I specifically said "incurred a ... debt" and "without prior... agreement". As your source says

> In short, when a debt has been incurred by one party to another, and the parties have agreed that cash is to be the medium of exchange, then legal tender must be accepted if it is proffered in satisfaction of that debt.

You are correct that if cash is not accepted at all, or if payment is to happen ahead of the exchange of goods or services, you are not obligated to accept arbitrary cash.

And I never claimed otherwise


No, your claim is backwards—if the parties have agreed that dimes are valid payment of debt then that agreement must be upheld. Absent a prior agreement to accept dimes, the party receiving the money may refuse any combination of currency that they see fit.

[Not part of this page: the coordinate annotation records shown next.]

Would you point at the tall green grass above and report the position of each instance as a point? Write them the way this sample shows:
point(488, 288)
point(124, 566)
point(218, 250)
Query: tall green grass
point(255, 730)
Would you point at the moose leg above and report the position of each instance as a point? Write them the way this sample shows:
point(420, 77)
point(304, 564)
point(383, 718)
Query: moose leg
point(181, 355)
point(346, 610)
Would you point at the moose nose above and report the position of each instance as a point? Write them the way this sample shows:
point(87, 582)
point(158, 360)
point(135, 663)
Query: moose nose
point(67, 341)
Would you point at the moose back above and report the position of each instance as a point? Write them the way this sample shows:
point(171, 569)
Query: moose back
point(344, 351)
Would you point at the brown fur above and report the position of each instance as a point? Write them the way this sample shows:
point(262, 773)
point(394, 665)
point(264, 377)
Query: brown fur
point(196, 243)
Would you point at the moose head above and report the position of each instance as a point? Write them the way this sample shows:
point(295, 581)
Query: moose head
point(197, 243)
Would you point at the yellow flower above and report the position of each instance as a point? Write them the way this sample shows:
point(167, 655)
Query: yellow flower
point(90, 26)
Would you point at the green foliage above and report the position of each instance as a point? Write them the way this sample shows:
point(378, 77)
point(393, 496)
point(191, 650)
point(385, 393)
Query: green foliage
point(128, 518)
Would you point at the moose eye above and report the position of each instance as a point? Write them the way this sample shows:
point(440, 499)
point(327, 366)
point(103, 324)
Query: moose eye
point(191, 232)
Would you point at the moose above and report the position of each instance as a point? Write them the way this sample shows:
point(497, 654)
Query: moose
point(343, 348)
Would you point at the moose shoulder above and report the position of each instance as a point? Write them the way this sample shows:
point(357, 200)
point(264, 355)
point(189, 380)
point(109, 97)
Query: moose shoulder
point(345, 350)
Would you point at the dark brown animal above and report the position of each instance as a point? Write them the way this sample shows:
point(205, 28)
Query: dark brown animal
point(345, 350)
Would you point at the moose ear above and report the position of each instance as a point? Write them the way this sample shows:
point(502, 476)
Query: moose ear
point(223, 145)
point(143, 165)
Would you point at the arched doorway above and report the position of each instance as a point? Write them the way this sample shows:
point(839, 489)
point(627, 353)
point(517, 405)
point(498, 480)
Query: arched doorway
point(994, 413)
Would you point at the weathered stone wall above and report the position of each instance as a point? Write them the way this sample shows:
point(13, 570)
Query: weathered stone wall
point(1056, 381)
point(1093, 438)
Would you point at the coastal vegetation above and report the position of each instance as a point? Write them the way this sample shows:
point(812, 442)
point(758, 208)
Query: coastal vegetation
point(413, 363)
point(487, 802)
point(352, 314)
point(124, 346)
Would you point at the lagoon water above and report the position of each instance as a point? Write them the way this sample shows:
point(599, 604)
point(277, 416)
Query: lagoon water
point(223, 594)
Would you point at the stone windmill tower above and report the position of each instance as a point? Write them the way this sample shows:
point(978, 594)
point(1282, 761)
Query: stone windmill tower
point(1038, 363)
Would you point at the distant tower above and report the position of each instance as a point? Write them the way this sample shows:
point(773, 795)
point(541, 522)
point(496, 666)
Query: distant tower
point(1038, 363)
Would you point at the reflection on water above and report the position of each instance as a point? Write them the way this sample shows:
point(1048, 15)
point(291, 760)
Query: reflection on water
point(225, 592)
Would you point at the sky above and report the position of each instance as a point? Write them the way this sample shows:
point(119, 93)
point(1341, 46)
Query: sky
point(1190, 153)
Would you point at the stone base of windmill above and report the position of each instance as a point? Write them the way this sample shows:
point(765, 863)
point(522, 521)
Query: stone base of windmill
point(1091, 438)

In other words, an agreement isn't required in order to refuse legal tender, an agreement would be required to make it mandatory.

A court might decide that an agreement to accept cash without specifying in what form was meant to include dimes, but I see no evidence anywhere that a court has to rule that way if the contextual evidence suggests something else was probably meant.


"legal tender" is a term of art that specifically means a creditor must accept it, and your big quote clearly supported this, discussing only the common misconception that legal tender means it can't be refused in an offer to purchase. You are arguing backwards yourself.


No you're still wrong.

The law says that coinage is valid legal tender for an offer to settle a debt but the counterparty is not required to accept it... unless they contractually agreed to do so.

Only the U.S. government is required to accept payment in coins. Many states also require their agencies to accept payment in coinage but some have laws limiting the size of debts that can be paid this way.

https://www.federalreserve.gov/faqs/currency_12772.htm


That link is, again, about the difference between offers to purchase and offers to settle debts.

Think logically about this. What do you think legal tender even means otherwise? Why would you need a special term to denote a form of payment that a creditor can accept if they want to? I could accept settlement in jelly beans if I wanted to. The entire point is that you must accept legal tender, that is what makes it different from everything else.


Not the greatest example. If someone has incurred a $100 debt to you, then, from a legal perspective, you must consider delivery of a thousand dimes as having paid the debt. You don't get a choice on that without prior contractual agreement.